Acórdão do Tribunal da Relação de
Évora
Processo:
621/19.8TXEVR-F.E1
Relator: ARTUR VARGUES
Descritores: LIBERDADE CONDICIONAL
REVOGAÇÃO
Data do Acordão: 01/10/2023
Votação: UNANIMIDADE
Texto Integral: S
Sumário:
Tendo o condenado, no decurso do período da liberdade condicional, ido viver por tempo indeterminado para país estrangeiro, sem autorização do TEP, e não tendo comparecido a consulta de alcoologia agendada, não diligenciando sequer por novo agendamento, assim inviabilizando diagnóstico e acompanhamento à problemática alcoólica, demonstra, com tal comportamento, o manifesto, intencional e grosseiro (pois não estamos perante uma mera mudança da residência fixada ou deslocação de muito curta duração, mas de uma ausência prolongada para o estrangeiro), desprezo do condenado pelas obrigações a que estava submetido e assim revela que não estava em condições de cumprir a finalidade primacial que esteve na base da sua colocação em liberdade condicional.
Decisão Texto Integral: Acordam, em conferência, na Secção Criminal do Tribunal da Relação de Évora
I – RELATÓRIO

1. Nos autos com o nº 621/19.8TXEVR-F, do Juízo de Execução das Penas de … – Juiz …, foi proferido despacho aos 06/10/2022, que revogou a liberdade condicional concedida a AA e determinou o cumprimento do remanescente da pena de prisão em que foi condenado no Proc. nº 36/19.8GAFZZ, da Secção Criminal da Instância Local de ….

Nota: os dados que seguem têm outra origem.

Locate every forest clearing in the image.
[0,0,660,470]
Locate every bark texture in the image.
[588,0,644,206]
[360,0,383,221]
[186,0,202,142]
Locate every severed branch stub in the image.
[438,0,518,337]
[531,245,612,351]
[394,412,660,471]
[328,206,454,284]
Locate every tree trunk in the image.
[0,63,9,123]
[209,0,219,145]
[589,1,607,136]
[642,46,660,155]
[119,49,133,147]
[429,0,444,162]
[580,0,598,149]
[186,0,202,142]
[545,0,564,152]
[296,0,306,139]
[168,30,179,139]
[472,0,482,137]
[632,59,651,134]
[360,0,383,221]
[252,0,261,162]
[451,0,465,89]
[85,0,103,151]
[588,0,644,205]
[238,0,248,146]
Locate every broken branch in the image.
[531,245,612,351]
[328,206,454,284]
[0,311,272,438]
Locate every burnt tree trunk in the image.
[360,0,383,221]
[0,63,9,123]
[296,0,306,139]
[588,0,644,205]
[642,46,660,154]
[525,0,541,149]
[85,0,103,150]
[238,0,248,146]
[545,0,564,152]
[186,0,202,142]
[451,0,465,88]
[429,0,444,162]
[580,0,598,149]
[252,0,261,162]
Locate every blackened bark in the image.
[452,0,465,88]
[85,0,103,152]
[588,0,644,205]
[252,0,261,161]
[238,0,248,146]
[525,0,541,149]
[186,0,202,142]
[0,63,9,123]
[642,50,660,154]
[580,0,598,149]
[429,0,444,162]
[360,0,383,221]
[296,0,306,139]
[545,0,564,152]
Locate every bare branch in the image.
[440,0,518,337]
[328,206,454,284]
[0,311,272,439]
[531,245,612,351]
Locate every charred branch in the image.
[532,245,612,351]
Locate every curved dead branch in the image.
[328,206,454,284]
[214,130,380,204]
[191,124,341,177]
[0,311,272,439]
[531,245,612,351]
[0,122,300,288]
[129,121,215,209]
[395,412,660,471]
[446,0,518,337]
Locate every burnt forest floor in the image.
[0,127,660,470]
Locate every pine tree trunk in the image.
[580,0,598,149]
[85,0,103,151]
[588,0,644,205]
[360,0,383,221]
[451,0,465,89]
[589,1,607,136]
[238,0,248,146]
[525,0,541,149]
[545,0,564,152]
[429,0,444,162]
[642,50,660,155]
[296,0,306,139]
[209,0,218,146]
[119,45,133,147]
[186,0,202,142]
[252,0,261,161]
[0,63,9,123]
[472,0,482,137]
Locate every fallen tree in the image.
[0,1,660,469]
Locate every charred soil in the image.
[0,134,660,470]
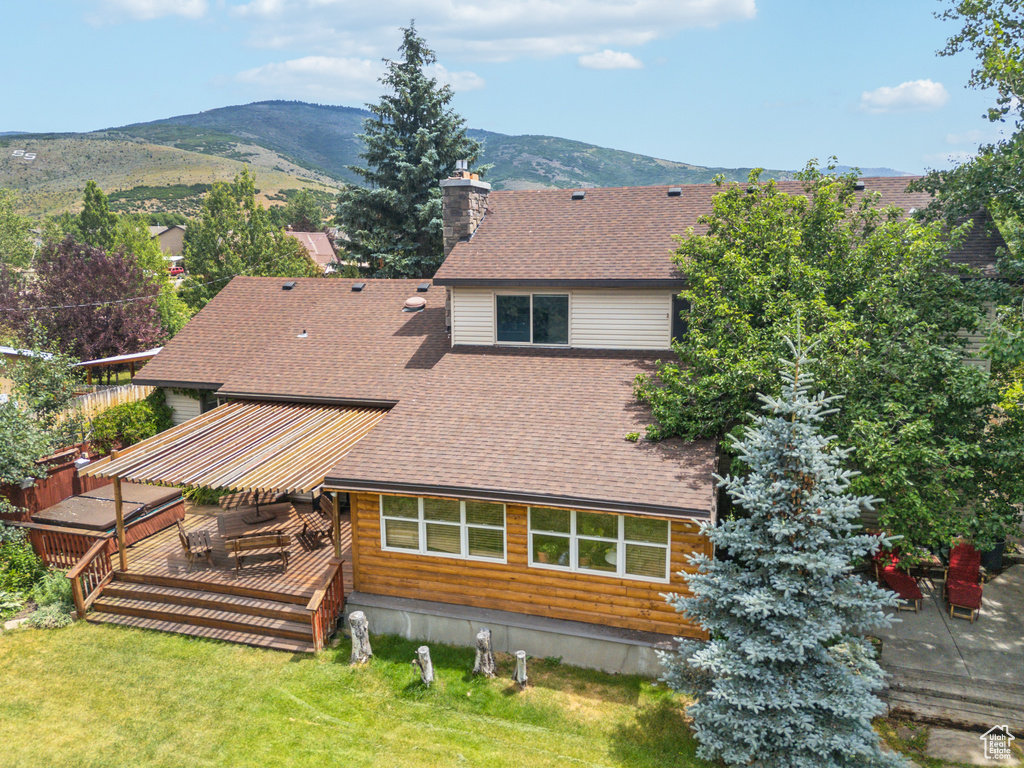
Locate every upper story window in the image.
[381,496,505,560]
[495,293,569,344]
[529,507,670,582]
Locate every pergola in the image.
[80,400,387,570]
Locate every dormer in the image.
[434,183,683,350]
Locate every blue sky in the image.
[0,0,997,173]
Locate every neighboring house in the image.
[285,228,336,272]
[83,178,997,673]
[150,224,185,261]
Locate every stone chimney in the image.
[441,171,490,258]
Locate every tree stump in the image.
[473,627,498,677]
[413,645,434,688]
[512,650,527,689]
[348,610,374,664]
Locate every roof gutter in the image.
[324,476,713,520]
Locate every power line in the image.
[0,274,239,312]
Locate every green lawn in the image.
[0,622,709,768]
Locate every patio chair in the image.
[177,520,213,570]
[874,552,925,613]
[945,542,982,624]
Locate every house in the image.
[75,177,992,674]
[285,227,337,272]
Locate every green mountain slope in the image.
[0,101,913,215]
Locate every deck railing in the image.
[10,522,111,568]
[306,557,345,650]
[68,539,114,618]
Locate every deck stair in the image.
[86,572,313,652]
[885,668,1024,733]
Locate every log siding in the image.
[351,494,711,638]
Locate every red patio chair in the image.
[945,542,982,624]
[874,551,925,613]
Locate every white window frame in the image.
[379,494,509,563]
[492,291,572,349]
[526,507,672,584]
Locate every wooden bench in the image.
[224,530,292,573]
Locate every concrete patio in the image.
[876,564,1024,732]
[876,565,1024,687]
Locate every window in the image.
[495,294,569,344]
[381,496,505,561]
[529,507,669,582]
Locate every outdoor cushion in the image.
[882,566,925,601]
[946,582,981,610]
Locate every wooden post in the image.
[348,610,374,664]
[473,627,498,677]
[413,645,434,688]
[512,650,528,688]
[111,475,128,572]
[331,490,341,560]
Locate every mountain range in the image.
[0,101,904,215]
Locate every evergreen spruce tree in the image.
[337,22,480,278]
[663,344,904,768]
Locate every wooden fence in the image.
[74,384,156,419]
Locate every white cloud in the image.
[234,56,383,102]
[922,152,974,170]
[579,48,643,70]
[426,63,486,91]
[220,0,757,61]
[860,80,949,114]
[91,0,210,22]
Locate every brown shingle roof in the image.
[326,347,715,517]
[434,176,1000,286]
[285,230,335,269]
[135,278,449,404]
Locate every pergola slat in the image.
[81,400,387,493]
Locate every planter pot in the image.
[981,539,1007,572]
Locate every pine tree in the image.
[663,344,903,768]
[337,23,480,278]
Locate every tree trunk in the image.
[348,610,374,664]
[473,627,498,677]
[413,645,434,688]
[512,650,527,688]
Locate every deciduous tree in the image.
[337,23,480,278]
[637,167,1024,547]
[30,237,164,359]
[180,169,317,311]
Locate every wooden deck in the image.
[122,506,352,604]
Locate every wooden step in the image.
[103,581,309,624]
[884,669,1024,731]
[86,610,313,653]
[114,570,309,607]
[92,591,312,641]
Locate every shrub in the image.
[0,525,44,594]
[92,389,174,454]
[26,603,75,630]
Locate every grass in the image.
[0,623,709,768]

2. O condenado interpôs recurso desta decisão, tendo extraído da motivação as seguintes conclusões (transcrição):

A) O douto despacho recorrido não valorizou o facto dele ter requerido para se ausentar em trabalho, conforme contrato de trabalho junto aos autos.

B) Como não teve em conta a convicção do recorrente de que o alegado conselho da sua ilustre patrona era para ele suficiente para se poder deslocar para o estrangeiro.

C) O grau de ilicitude da desobediência é diminuto.

D) O modo de execução é quase compreensível pois não escondeu nada até indicou a nova morada laboral, constante do contrato de trabalho.

E) O grau de violação dos deveres incumpridos bem como a exigência de prevenção não exigem o regresso à prisão.

F) Não foi tido em conta se o recorrente terá uma melhor reinserção social se for condenado a cumprir o resto da pena, ou, como é o caso, continuar a trabalhar para o seu bem e da sua família.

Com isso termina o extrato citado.